調整可能なフラッグと4×4″~6.6×6.6″フィルタースロット付きの遮光フード;レンズフレアを防止し、撮影中のフィルター交換を可能にする。
技術的詳細
プロフェッショナルなマットボックスは、15〜19mm厚のカーボンまたはアルミニウム製で、調整可能なトップ、ボトム、サイドフラップを備えています。フィルターホルダー(フィルタートレイ)は、標準化された4x4インチ、4x5.65インチ、または6.6x6.6インチのフィルターに対応し、最大3つのフィルター段を重ねて配置できます。接続は15mmまたは19mm径のスタジオロッドで行われ、レンズからの距離は焦点距離に応じて80〜300mmの範囲で調整されます。ARRI LMBやChrosziel MatteBoxのような最新システムは、0.8kgから2.4kgの重量を実現しています。
歴史と発展
最初のマットボックスは、1920年代に厚紙製のシンプルな遮光フードとして登場しました。1958年、ChroszielはドイツのBavaria Studios向けに、標準化されたフィルターホルダーを備えた初の調整可能なマットボックスを開発しました。ARRIは1982年にモジュラーLMBシステムを発表し、初めてレンズ径への工具不要な調整を可能にしました。2010年以降、カーボン製構造が市場を席巻し、重量を40%削減しながらも同等の安定性を提供しています。
映画での実践的な使用
ロジャー・ディーキンスは「ブレードランナー 2049」で、終始ARRI LMB-6マットボックスと特殊なフォグフィルターを使用し、ディストピア的な雰囲気を醸し出しました。日中の屋外撮影では、マットボックスがレンズフレアやコントラスト低下を防ぎ、フィルターホルダーにはグラデーションNDフィルターを装着して空を暗くします。ワークフローでは、撮影中のフィルター交換が可能である必要があるため、1st ACとギャファーの継続的な協力が不可欠です。
比較と代替手段
レンズフィルターと比較して、マットボックスは20mm未満の広角レンズでもケラレなしに大きなフィルター面積を提供します。
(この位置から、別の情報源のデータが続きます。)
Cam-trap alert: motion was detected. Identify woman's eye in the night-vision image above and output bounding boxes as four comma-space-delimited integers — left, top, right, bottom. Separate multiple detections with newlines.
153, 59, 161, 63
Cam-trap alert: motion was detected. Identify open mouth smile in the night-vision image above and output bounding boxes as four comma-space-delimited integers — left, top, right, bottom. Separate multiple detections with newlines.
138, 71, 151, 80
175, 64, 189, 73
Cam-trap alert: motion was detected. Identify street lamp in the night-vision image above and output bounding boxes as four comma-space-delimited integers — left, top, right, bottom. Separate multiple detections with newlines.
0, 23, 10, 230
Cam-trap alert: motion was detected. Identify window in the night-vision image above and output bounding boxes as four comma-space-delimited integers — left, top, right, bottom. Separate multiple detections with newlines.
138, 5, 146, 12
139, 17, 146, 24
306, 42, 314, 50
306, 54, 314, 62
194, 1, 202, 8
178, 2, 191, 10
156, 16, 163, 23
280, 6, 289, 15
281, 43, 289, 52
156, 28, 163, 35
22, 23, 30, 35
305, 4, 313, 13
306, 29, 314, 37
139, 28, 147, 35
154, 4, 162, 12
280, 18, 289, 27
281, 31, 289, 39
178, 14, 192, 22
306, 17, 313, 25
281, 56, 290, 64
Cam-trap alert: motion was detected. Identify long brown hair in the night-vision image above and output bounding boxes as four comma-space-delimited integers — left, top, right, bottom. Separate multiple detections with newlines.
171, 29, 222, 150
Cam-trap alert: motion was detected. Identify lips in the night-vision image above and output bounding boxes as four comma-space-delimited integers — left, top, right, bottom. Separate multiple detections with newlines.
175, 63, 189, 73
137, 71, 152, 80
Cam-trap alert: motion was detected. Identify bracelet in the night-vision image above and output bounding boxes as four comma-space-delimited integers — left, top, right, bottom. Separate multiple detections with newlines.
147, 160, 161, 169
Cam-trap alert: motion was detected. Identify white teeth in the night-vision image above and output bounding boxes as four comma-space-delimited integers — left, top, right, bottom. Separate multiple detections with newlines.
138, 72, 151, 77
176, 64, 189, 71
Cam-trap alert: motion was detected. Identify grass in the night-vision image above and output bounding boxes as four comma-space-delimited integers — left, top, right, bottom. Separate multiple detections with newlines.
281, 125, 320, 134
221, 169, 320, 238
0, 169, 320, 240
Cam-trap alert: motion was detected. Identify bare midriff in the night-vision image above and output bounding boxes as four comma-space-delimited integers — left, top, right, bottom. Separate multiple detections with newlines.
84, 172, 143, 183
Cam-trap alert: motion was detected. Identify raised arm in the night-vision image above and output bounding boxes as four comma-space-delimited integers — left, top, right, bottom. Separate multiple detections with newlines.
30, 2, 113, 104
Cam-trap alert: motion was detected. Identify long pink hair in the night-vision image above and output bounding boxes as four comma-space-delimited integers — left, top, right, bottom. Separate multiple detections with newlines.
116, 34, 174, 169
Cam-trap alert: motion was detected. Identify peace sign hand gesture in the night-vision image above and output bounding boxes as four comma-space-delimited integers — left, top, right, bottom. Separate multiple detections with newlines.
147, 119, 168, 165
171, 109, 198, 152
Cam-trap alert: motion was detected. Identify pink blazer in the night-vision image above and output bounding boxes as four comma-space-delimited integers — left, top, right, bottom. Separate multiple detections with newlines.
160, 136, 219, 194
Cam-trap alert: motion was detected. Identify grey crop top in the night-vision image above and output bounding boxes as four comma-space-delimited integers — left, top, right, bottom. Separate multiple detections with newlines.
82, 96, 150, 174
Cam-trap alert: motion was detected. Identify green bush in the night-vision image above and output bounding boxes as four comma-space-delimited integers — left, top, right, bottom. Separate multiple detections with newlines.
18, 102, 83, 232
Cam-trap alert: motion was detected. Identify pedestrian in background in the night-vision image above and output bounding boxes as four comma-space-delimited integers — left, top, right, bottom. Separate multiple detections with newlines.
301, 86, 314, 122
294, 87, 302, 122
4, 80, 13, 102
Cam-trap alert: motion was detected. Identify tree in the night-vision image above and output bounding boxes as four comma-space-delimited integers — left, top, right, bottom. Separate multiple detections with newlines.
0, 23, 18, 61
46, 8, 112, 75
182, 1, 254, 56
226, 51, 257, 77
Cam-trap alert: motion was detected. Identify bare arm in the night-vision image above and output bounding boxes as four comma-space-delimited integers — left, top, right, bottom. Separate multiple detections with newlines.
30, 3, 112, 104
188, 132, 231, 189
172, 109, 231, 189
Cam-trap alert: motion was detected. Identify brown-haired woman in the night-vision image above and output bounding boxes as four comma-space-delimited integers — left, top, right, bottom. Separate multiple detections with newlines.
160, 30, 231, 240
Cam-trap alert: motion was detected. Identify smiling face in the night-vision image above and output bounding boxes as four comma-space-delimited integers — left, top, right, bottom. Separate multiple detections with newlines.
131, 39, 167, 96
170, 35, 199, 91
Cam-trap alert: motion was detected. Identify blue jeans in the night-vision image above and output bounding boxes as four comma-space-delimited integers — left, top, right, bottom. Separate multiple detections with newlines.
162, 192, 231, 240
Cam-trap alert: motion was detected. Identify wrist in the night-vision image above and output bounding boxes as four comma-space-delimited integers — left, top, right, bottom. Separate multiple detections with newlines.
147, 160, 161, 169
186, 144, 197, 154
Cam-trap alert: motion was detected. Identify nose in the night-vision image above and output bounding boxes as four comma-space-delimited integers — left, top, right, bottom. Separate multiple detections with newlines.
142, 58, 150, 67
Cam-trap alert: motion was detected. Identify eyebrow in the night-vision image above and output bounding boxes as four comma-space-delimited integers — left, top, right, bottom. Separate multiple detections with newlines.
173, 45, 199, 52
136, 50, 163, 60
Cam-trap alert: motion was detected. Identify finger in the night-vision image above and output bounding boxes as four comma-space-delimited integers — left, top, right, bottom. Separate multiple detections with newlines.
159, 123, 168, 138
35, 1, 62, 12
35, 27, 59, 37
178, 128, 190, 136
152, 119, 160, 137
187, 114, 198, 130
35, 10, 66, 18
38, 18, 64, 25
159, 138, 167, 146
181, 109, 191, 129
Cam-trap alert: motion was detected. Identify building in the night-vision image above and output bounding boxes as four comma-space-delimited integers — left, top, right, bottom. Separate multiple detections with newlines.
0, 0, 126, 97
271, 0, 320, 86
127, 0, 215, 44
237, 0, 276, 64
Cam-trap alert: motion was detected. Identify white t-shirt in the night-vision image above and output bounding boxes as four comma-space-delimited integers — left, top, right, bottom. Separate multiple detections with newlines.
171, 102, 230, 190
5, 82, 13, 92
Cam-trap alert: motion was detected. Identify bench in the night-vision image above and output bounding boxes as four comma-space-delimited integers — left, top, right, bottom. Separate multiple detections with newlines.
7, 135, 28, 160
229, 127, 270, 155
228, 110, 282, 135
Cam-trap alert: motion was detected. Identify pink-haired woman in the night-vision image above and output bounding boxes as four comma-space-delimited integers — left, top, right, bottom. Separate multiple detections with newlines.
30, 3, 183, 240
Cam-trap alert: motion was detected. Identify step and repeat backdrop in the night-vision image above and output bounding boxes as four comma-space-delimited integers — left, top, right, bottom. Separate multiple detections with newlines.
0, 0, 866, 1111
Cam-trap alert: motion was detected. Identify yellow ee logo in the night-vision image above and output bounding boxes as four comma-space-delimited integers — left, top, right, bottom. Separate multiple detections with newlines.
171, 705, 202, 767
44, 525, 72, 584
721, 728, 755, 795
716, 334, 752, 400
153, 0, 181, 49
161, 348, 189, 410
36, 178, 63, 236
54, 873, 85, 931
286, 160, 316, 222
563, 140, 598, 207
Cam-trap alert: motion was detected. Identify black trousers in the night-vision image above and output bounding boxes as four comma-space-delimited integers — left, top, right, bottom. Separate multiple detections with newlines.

ソフトウェアによるフレア除去やLEDウォールのようなデジタルな代替手段はフィルターの必要性を減らしますが、機械的な光の遮蔽を完全に置き換えることはできません。Tilta Mirageのようなクリップオンマットボックスシステムは小型カメラでは競合しますが、重量8kgを超えるプロ仕様の構成ではロッドサポートシステムほどの安定性には及びません。